When three full-size or truncated RNAs with interlocking loops such
as (A-b')/(B-e')/(E-a') (in this example, RNA without prefix is
full length 5'/3' RNA, unless otherwise indicated) were mixed at
equal molar concentration, a band in the native gel with a
migration rate slower than that of a dimer was found and confirmed
to be a trimer by sucrose gradient sedimentation (FIG. 25) and
cryo-AFM (atomic force microscopy) (FIG. 22). Nucleotides 23-97 are
the central components in the formation of both dimers and trimers.
The ability to form dimers or trimers is not disturbed by 5' or 3'
end truncation; one or two truncated pRNAs can be incorporated into
dimers while one, two or three truncated pRNAs can be incorporated
into trimers.
[0258] When analyzed by sucrose gradient sedimentation, [.sup.3H]
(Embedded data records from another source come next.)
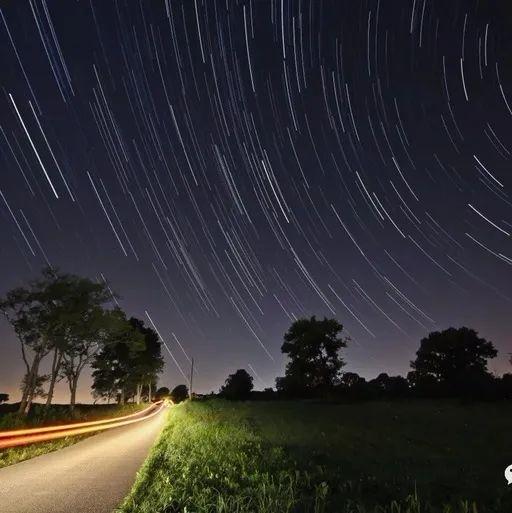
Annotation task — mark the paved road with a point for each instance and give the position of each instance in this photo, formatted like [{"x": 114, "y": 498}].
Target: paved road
[{"x": 91, "y": 476}]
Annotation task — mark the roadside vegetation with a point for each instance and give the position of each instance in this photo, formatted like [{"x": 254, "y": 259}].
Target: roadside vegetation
[
  {"x": 65, "y": 323},
  {"x": 306, "y": 456},
  {"x": 58, "y": 414}
]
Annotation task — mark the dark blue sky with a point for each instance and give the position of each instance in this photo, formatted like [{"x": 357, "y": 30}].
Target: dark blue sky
[{"x": 230, "y": 166}]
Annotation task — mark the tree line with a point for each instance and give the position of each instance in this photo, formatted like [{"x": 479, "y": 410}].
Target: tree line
[
  {"x": 448, "y": 363},
  {"x": 73, "y": 322}
]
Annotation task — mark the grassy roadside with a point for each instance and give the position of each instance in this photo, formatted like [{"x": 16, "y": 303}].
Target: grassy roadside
[
  {"x": 297, "y": 457},
  {"x": 57, "y": 415}
]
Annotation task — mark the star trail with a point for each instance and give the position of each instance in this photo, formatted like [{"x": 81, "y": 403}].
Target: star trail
[{"x": 229, "y": 166}]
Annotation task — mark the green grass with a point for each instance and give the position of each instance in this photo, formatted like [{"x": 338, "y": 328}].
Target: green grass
[
  {"x": 278, "y": 457},
  {"x": 58, "y": 414}
]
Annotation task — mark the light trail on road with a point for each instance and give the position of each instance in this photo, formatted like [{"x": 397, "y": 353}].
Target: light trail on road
[{"x": 29, "y": 436}]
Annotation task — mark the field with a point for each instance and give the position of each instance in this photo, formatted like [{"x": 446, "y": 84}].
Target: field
[
  {"x": 278, "y": 457},
  {"x": 58, "y": 414}
]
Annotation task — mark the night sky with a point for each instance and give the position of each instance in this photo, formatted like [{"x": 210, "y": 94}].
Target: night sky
[{"x": 230, "y": 166}]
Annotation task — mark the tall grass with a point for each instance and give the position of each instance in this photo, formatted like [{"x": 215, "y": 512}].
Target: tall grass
[{"x": 213, "y": 457}]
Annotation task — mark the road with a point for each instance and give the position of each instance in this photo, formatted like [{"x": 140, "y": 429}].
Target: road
[{"x": 91, "y": 476}]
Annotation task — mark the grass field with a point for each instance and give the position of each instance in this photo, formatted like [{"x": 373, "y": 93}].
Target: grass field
[
  {"x": 58, "y": 414},
  {"x": 277, "y": 457}
]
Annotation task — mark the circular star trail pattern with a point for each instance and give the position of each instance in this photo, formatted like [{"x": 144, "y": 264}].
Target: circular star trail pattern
[{"x": 230, "y": 166}]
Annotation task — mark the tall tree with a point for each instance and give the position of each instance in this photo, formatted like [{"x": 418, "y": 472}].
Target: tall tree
[
  {"x": 179, "y": 394},
  {"x": 75, "y": 299},
  {"x": 127, "y": 363},
  {"x": 27, "y": 309},
  {"x": 92, "y": 329},
  {"x": 238, "y": 386},
  {"x": 148, "y": 362},
  {"x": 314, "y": 350},
  {"x": 455, "y": 359}
]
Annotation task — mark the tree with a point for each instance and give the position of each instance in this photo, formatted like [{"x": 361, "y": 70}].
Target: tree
[
  {"x": 453, "y": 360},
  {"x": 179, "y": 394},
  {"x": 92, "y": 329},
  {"x": 74, "y": 301},
  {"x": 128, "y": 362},
  {"x": 162, "y": 393},
  {"x": 238, "y": 386},
  {"x": 147, "y": 363},
  {"x": 391, "y": 386},
  {"x": 314, "y": 350},
  {"x": 27, "y": 309}
]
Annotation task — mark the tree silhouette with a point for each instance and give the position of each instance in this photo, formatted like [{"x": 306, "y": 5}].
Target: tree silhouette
[
  {"x": 179, "y": 393},
  {"x": 454, "y": 360},
  {"x": 392, "y": 386},
  {"x": 161, "y": 393},
  {"x": 314, "y": 350},
  {"x": 238, "y": 386}
]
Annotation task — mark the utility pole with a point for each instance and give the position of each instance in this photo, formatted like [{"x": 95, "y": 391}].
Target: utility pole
[{"x": 191, "y": 378}]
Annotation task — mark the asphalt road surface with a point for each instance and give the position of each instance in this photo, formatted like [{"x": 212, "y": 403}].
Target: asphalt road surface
[{"x": 92, "y": 476}]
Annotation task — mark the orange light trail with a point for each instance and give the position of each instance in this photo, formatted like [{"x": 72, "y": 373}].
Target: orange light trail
[
  {"x": 31, "y": 431},
  {"x": 74, "y": 429}
]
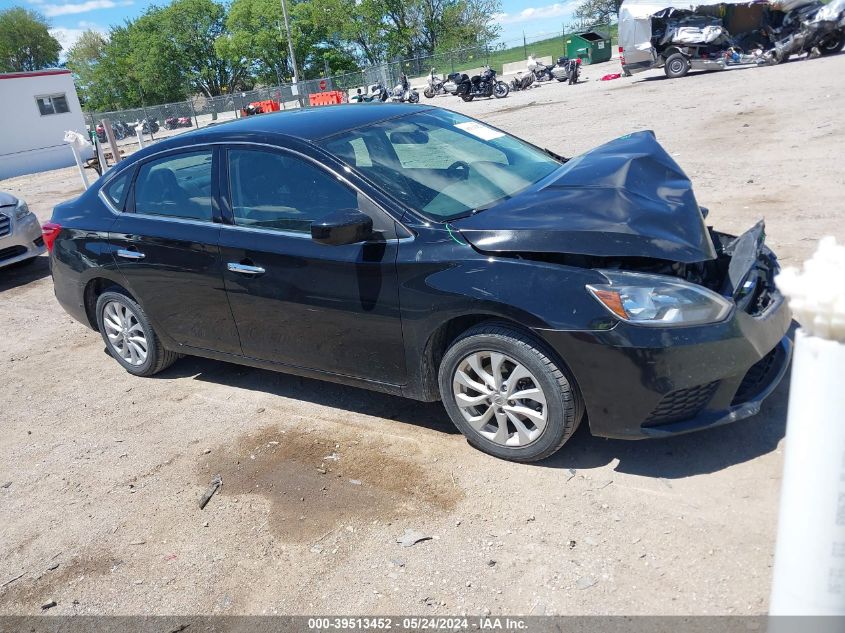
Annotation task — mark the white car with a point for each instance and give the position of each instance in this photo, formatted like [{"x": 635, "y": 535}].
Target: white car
[{"x": 20, "y": 232}]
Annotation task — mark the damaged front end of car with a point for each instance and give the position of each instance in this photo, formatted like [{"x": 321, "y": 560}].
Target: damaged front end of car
[{"x": 697, "y": 333}]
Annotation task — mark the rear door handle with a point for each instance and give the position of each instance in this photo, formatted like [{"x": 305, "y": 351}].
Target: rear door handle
[
  {"x": 125, "y": 254},
  {"x": 245, "y": 269}
]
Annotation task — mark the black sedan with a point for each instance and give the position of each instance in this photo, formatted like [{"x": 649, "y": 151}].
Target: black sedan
[{"x": 415, "y": 251}]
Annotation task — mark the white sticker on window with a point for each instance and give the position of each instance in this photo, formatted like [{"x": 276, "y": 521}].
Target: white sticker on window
[{"x": 481, "y": 131}]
pRNA monomers, dimers and trimers sedimented to fraction 12, 8 and
6, respectively (FIG. 25A). A plot of hypothetical molecular weight
vs. the log of migration distance (the fractional number) in
gradient showed a linear relationship (FIG. 25B). Thus the peaks of
fraction 12, 8 and 6 could stand for monomer, dimer and trimer,
respectively (FIG. 25A). The purified monomers, dimers and trimers
are further confirmed by AFM imaging (FIG. 22).
[0259] pRNA has a Strong Tendency to form a Circular Ring by
Hand-in-Hand Contact Regardless of Whether the pRNA Will Enter a
Dimer, Trimer or Hexamer Form.
[0260] As reported previously (C. Chen et al., J. Biol. Chem.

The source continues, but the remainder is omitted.